In Mark Morris’s dances, people rarely pair up for life. Music, which he articulates marvelously, is a tide that casts them together and pulls them, usually unregretting, apart. During “The Hour for Thee and Me,” the first song in Morris’s Stephen Foster suite Somebody’s Coming to See Me Tonight, every few seconds a newcomer rushes in to replace one of the partners in an ongoing duet. In the title song, three men queue up at one side of the stage to catch friends who rush into these brief encounters and dash off again: friendship as waves—ebbing but always flowing back. In this sweetly dreamy 1995 work, the only two who dance together for a while (June Omura and Craig Biesecker on opening night) are aware that fate is separating them; Foster drew the words to “Wilt Thou Be Gone, Love?” (limpidly sung by Eileen Clark and Gregory Purnhagen) from Romeo and Juliet’s morning argument.
At the end of Somebody’s Coming, everyone reprises and exchanges themes from all the songs—as if the tender feelings and steps were communal property. And at one point in the big, muscular 1997 Rhymes With Silver, to Lou Harrison’s fine score, Omura and Joe Bowie (looking especially vivid these days) are ballroom dancing when women and men add on behind them to form one giant couple.
In Morris’s new Rock of Ages, set to the ecstatic adagio from Schubert’s Piano Trio in E-flat, the four dancers (and the male-female ratio) are different at each performance and the pairings are fluid; the four (David Leventhal and Julie Worden, Bowie and Amber Darragh on opening night) share steps, thread through one another’s duets, change partners. And all are dressed alike (by Katherine McDowell) in black pants and dark-green velvet tops. In accord with Schubert, Morris contrasts romantic enigma—Darragh on her belly jerking upward in a slight spasm, Leventhal suddenly falling—with hortatory boldness: people sailing into aerial turns with one leg flaring out to the side like a banner.
The partners in the very funny From Old Seville are compelled to dance together despite their differences. Lauren Grant is drinking at a little makeshift bar tended by John Heginbotham when Morris walks purposefully and rather grimly in. The two toss back shots, and when a recorded song by Manuel Requiebros starts up, they embark on a fierce Sevillanas, castanets and all. Each time a copla ends, they return to the bar. Once, Morris leaves the tireless Grant early; once, as he rejoins her, he sighs as if to say, “Won’t this woman ever stop?” They’re a great pair: tiny Grant powerful and matter-of-fact, and the bulky Morris heated to increasing flamboyance.
Morris’s inspired gestures are often so simple that they might even seem trite if they didn’t respond so perfectly to the scores.

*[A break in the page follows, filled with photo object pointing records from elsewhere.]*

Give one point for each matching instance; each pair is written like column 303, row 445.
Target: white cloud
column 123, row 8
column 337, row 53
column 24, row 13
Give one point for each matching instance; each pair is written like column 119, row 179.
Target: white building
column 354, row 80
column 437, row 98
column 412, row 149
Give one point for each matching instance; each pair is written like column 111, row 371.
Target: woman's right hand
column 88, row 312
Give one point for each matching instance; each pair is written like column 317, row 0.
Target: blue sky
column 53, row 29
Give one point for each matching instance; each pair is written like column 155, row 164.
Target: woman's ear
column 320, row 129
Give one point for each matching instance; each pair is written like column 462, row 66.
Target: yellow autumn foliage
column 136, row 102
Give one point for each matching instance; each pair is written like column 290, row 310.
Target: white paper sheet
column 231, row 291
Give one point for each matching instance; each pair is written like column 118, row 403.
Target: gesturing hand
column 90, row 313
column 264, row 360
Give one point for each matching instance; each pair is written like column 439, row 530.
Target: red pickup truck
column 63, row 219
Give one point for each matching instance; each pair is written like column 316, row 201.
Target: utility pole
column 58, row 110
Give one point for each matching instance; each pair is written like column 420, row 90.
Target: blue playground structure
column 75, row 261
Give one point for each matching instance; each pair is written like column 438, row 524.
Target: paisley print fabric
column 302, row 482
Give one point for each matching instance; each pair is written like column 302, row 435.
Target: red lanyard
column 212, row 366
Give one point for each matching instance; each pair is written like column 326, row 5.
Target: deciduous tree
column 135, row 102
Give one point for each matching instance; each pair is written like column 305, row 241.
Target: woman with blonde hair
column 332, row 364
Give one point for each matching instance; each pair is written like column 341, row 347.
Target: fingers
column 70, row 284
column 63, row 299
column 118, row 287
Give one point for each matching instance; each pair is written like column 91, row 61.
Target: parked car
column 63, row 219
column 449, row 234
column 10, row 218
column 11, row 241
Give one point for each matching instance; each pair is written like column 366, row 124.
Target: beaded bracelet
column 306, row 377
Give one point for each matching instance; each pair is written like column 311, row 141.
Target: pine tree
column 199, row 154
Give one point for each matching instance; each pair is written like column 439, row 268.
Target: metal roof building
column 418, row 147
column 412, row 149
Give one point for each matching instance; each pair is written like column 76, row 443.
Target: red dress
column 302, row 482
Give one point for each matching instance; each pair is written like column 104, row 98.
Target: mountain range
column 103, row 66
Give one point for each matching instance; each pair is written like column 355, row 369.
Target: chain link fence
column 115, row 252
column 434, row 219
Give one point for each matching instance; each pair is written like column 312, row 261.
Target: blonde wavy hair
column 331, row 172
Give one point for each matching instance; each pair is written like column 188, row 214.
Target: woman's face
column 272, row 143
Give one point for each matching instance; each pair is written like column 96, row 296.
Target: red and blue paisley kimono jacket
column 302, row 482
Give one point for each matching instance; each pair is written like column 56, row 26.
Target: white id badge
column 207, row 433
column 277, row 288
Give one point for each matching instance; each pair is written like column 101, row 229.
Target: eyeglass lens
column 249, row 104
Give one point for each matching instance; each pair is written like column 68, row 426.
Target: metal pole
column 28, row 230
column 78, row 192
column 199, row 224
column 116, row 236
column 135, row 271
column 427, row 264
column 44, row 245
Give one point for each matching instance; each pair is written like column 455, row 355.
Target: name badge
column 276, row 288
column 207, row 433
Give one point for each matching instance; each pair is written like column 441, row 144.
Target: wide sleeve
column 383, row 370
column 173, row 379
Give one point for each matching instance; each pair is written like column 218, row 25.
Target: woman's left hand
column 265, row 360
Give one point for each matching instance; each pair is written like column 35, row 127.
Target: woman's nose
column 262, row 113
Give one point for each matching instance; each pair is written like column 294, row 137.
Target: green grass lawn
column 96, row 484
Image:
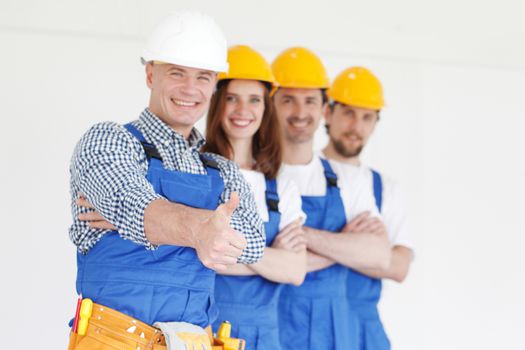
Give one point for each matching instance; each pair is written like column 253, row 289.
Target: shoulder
column 105, row 133
column 107, row 139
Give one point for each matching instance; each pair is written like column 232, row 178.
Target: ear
column 149, row 74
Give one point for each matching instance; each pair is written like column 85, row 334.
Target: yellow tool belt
column 110, row 329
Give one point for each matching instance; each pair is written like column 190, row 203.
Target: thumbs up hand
column 217, row 244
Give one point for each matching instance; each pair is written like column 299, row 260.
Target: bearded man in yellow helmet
column 357, row 98
column 177, row 214
column 315, row 315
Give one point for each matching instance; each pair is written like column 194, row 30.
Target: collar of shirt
column 163, row 134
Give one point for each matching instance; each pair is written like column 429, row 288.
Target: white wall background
column 453, row 72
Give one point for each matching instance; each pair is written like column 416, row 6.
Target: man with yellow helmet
column 314, row 315
column 357, row 98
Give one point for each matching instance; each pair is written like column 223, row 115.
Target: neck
column 331, row 153
column 242, row 152
column 297, row 153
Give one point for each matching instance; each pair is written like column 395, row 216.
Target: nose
column 299, row 111
column 189, row 86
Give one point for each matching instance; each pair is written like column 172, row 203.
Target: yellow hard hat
column 246, row 63
column 298, row 67
column 357, row 86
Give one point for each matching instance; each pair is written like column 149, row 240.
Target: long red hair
column 266, row 143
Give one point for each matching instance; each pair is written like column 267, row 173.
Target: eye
column 311, row 102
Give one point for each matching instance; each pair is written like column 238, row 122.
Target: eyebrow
column 202, row 72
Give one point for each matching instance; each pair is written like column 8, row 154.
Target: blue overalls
column 167, row 284
column 249, row 303
column 364, row 293
column 312, row 316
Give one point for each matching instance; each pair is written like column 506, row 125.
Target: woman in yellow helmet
column 242, row 126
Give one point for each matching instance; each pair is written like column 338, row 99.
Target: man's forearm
column 172, row 223
column 282, row 266
column 317, row 262
column 356, row 251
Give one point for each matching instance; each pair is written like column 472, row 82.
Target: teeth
column 240, row 122
column 299, row 124
column 184, row 103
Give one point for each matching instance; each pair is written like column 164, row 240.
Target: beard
column 344, row 151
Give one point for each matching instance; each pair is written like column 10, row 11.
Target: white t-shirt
column 393, row 209
column 311, row 181
column 289, row 198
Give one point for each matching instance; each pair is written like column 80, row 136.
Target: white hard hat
column 188, row 38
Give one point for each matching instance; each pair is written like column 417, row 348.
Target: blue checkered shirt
column 109, row 167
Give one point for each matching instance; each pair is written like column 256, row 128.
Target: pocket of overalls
column 250, row 334
column 375, row 336
column 200, row 309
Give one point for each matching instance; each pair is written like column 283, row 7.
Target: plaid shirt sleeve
column 109, row 167
column 245, row 218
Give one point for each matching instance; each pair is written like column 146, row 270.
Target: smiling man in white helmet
column 176, row 214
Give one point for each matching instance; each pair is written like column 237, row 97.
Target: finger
column 101, row 225
column 291, row 226
column 218, row 267
column 229, row 207
column 363, row 224
column 82, row 201
column 238, row 240
column 232, row 251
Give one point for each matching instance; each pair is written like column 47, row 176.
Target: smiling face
column 243, row 108
column 299, row 112
column 179, row 95
column 349, row 128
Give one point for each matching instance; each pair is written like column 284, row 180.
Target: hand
column 93, row 218
column 217, row 244
column 291, row 238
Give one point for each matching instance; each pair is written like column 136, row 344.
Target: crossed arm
column 363, row 246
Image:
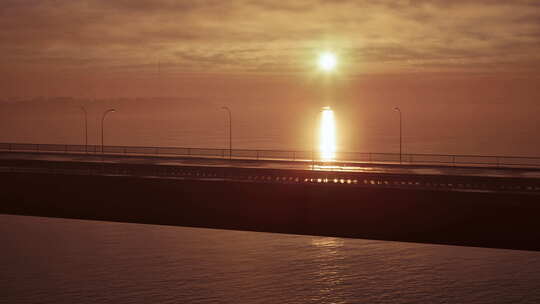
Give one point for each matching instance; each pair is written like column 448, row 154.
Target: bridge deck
column 429, row 177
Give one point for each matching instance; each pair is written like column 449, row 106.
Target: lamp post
column 102, row 120
column 85, row 129
column 230, row 130
column 400, row 132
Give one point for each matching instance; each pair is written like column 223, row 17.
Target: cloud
column 271, row 36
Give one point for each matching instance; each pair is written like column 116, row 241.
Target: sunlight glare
column 328, row 135
column 327, row 61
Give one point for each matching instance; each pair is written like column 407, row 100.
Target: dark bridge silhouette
column 492, row 205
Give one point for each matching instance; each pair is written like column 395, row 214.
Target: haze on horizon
column 467, row 71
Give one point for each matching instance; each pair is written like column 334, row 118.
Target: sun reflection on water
column 327, row 135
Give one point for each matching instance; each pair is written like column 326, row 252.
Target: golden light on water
column 327, row 61
column 327, row 135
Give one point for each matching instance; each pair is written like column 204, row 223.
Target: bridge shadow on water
column 485, row 219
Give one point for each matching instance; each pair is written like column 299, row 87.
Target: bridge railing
column 254, row 154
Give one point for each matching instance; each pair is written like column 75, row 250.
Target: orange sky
column 116, row 48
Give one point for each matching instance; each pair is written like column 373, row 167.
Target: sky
column 464, row 73
column 144, row 47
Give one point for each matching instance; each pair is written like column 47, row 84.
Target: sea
column 53, row 260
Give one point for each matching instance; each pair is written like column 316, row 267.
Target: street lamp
column 400, row 132
column 85, row 129
column 230, row 130
column 102, row 120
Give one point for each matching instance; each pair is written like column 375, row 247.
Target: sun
column 327, row 61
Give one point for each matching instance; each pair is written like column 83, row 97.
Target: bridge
column 488, row 201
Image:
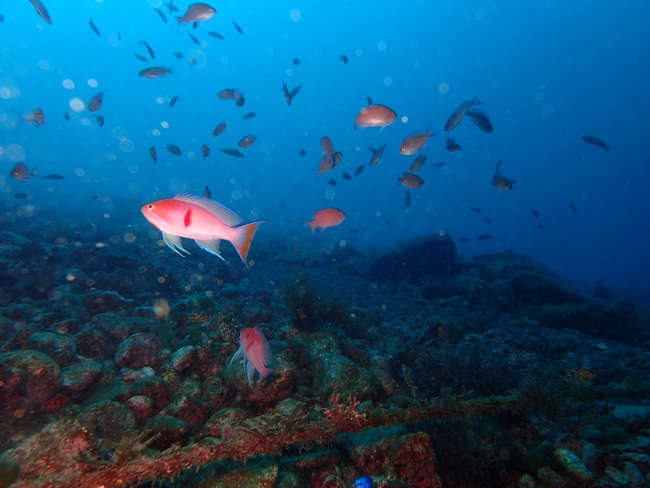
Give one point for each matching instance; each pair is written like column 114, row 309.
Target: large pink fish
column 256, row 352
column 203, row 220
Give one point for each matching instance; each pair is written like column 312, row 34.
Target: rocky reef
column 417, row 368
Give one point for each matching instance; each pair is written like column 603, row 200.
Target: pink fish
column 203, row 220
column 256, row 352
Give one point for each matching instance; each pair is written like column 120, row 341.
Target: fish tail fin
column 242, row 242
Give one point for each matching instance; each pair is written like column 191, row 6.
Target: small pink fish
column 203, row 220
column 256, row 352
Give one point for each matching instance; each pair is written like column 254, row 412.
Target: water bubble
column 9, row 88
column 120, row 133
column 127, row 145
column 77, row 104
column 15, row 152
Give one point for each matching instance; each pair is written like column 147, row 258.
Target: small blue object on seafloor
column 364, row 482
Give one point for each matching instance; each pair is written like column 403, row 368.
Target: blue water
column 548, row 72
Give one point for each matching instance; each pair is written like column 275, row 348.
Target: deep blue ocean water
column 547, row 72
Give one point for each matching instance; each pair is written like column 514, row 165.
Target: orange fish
column 203, row 220
column 409, row 180
column 375, row 116
column 327, row 217
column 255, row 350
column 415, row 142
column 324, row 165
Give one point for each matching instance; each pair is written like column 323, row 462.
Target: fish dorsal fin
column 228, row 216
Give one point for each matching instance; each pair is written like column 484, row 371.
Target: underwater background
column 424, row 310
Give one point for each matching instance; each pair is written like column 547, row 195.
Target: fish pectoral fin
column 210, row 246
column 174, row 243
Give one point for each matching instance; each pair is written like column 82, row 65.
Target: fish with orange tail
column 203, row 220
column 327, row 217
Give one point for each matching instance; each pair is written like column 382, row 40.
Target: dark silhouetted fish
column 409, row 180
column 196, row 12
column 377, row 153
column 155, row 72
column 595, row 142
column 418, row 163
column 232, row 152
column 41, row 10
column 94, row 27
column 162, row 15
column 460, row 112
column 175, row 150
column 145, row 44
column 171, row 6
column 451, row 145
column 22, row 172
column 247, row 141
column 220, row 128
column 480, row 119
column 95, row 102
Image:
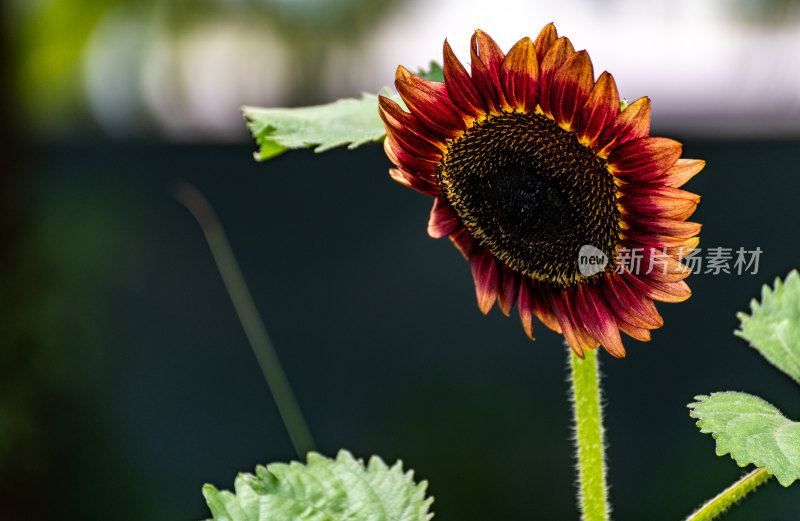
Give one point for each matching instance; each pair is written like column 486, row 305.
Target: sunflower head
column 534, row 168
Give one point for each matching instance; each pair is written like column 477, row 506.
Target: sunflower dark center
column 532, row 194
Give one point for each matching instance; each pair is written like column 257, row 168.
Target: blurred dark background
column 126, row 381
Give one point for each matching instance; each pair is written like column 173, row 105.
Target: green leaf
column 349, row 121
column 434, row 72
column 752, row 431
column 323, row 490
column 773, row 327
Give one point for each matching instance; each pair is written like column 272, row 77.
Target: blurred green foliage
column 48, row 40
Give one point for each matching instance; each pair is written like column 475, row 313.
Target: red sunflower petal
column 598, row 320
column 520, row 76
column 487, row 61
column 556, row 55
column 577, row 337
column 525, row 306
column 600, row 109
column 546, row 37
column 630, row 304
column 430, row 103
column 414, row 145
column 631, row 123
column 412, row 181
column 402, row 158
column 644, row 159
column 443, row 221
column 463, row 241
column 680, row 172
column 487, row 284
column 657, row 264
column 509, row 289
column 657, row 201
column 638, row 333
column 459, row 85
column 542, row 308
column 571, row 86
column 671, row 227
column 661, row 291
column 399, row 120
column 673, row 245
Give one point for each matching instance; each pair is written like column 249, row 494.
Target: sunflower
column 533, row 164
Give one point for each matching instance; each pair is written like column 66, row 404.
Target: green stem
column 252, row 324
column 730, row 495
column 589, row 442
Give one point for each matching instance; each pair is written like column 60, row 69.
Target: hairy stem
column 589, row 437
column 251, row 322
column 730, row 495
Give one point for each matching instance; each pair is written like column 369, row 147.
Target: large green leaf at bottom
column 752, row 431
column 773, row 327
column 343, row 489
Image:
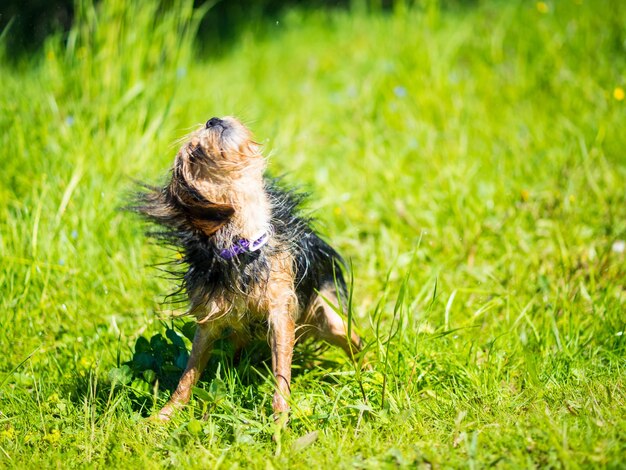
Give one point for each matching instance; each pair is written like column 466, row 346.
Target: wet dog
column 250, row 257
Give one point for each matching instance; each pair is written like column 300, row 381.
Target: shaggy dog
column 250, row 257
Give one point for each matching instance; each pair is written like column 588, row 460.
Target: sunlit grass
column 468, row 161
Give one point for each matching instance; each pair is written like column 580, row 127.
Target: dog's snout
column 213, row 122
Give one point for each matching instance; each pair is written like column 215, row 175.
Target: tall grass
column 470, row 163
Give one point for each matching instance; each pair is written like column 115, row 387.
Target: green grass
column 470, row 162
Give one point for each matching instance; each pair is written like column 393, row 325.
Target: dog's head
column 222, row 144
column 209, row 168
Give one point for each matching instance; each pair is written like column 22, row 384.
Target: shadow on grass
column 150, row 376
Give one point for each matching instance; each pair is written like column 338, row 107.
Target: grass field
column 469, row 161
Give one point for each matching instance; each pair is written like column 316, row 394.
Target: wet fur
column 218, row 194
column 203, row 272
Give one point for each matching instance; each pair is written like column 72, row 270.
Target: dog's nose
column 213, row 122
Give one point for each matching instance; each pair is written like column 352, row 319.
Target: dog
column 250, row 257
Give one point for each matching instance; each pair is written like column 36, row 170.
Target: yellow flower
column 8, row 433
column 524, row 195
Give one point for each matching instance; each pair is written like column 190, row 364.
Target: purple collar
column 244, row 245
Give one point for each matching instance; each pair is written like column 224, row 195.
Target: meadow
column 468, row 159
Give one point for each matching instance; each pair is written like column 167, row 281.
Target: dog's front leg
column 282, row 339
column 200, row 353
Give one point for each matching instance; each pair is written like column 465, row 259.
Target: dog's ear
column 202, row 214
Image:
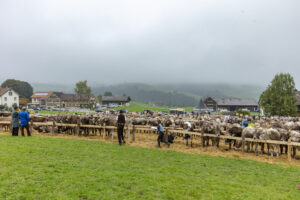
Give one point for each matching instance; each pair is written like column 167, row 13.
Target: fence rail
column 177, row 131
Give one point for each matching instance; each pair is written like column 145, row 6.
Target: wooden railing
column 133, row 129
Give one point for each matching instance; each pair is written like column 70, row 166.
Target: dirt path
column 149, row 141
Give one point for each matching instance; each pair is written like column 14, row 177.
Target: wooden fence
column 133, row 129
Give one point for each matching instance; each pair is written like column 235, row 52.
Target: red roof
column 3, row 90
column 41, row 95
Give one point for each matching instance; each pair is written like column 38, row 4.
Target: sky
column 174, row 41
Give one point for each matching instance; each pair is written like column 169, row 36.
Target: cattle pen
column 131, row 130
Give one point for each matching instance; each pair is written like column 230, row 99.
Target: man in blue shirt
column 15, row 121
column 161, row 134
column 24, row 118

The music-dance pairing is the single most enduring union in his work, and the result can exalt you or move you to tears. The gifted singers and instrumentalists (including stellar cellist Wolfram Koessel and pianist Steven Beck) were as vital a part of Morris’s exhilarating BAM season as the magnificent dancers.
If David Neumann is everyman, then everyman is one smart dude of a choreographer. Alone onstage near the beginning of his tough, the tough, he responds with subtle comedic timing to such words as “It will come down to this: Mankind is standing around.” Will Eno’s text, recited by DJ Mendel’s disembodied voice, dogs Neumann a/k/a Steve as he drops something and peers down (“See Steven looking everywhere”).
This guy is not alone in his humdrum life. Did I say humdrum? Outfitted in black jumpsuits with touches of red, Kimiye Corwin, Taryn Griggs, Karinne Keithley, Erin Wilson, Chris Yon, and Neumann deconstruct what might be each one’s any old day with terrific flair, while Hal Hartley’s score peppers them with suitably ironic sounds and music. Their activities include dancing casually but elegantly performed; small, precise pantomimes; and wacky “jobs.” Corwin whistles while throwing her stiff arms vigorously around; pushing her bangs up becomes a compulsive act. Meetings aren’t always cordial. Griggs lays Yon out and sits on him; they fight like tots, wincing and slapping at the air between them. Corwin touches Wilson’s shoulder and is rebuffed; their struggle morphs into a rapid pattern that ends the dance as a small amount of sparkling glitter falls.
Yon is the patsy, Buster Keaton-droll as he toddles on and off, peeking at the women from behind pillars. In a routine worthy of the Marx Brothers, he and Neumann march fiercely toward each other and—oops!—pass on by, as they try to figure out which territory is whose to claim. Their duet also includes goofy maneuvers and silly runs. At one point unseen people up on the balcony race about heavy-footed and rain marbles onto the dancefloor; Yon can’t keep up with what are supposed to be his sound effects. Neumann has arranged the not-so-mundane material with a skilled eye for surprising contrasts and rhythmic kick. As the beguiling dancers gallop and stumble through their activities, individuality beats routine to a standstill.